The cadherins are a group of membrane glycoprotein and the mediators of cell to cell adhesion. E-cadherin, which is an epithelial-specific cadherin, plays a major role in the selective adhesion of cells in epithelial tissue and is necessary for the maintenance of normal epithelial cells integrity. Abnormal expression of p-cadherin has been associated with an invasive and aggressive phenotype of UCs and it has been hypothesized that it may act as a key effector of muscle invasion [46]. CAMs in this study was generally coexpressed, especially in high grade tumors, but they were not associated with infiltration status, a finding that may be biased due to small sample of infiltrative tumors. As previously mentioned [46], and confirmed by this study, p-cadherin seems to be commonly expressed in high grade tumors exhibiting high mitotic index. HER pathway does not appear to affect CAM expression.

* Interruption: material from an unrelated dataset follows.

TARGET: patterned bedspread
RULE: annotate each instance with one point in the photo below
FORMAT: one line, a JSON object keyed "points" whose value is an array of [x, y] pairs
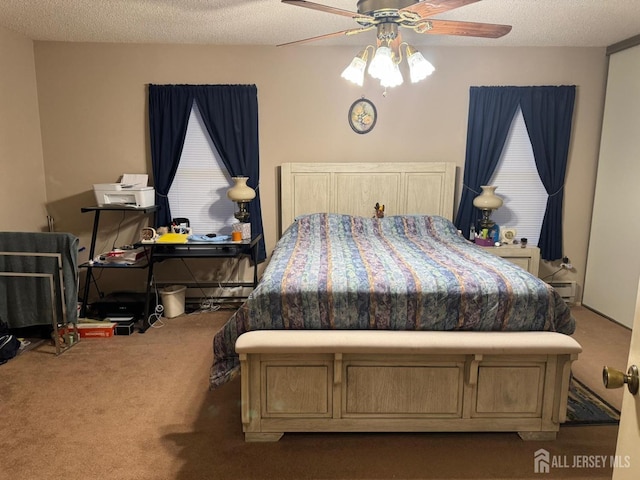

In conclusion, HER2 overexpression is found in a respective proportion of urothelial carcinomas and it seems to characterize an aggressive tumor behavior. The combination of pAKT and pmTOR expression along with a loss of PTEN expression is associated with adverse clinicopathological characteristics. P-cadherin is associated with high grade UCs but its expression is not affected by HER2 overexpression or by activation of HER/AKT/mTOR pathway.

Competing Interests

The authors declare that they have no competing interests.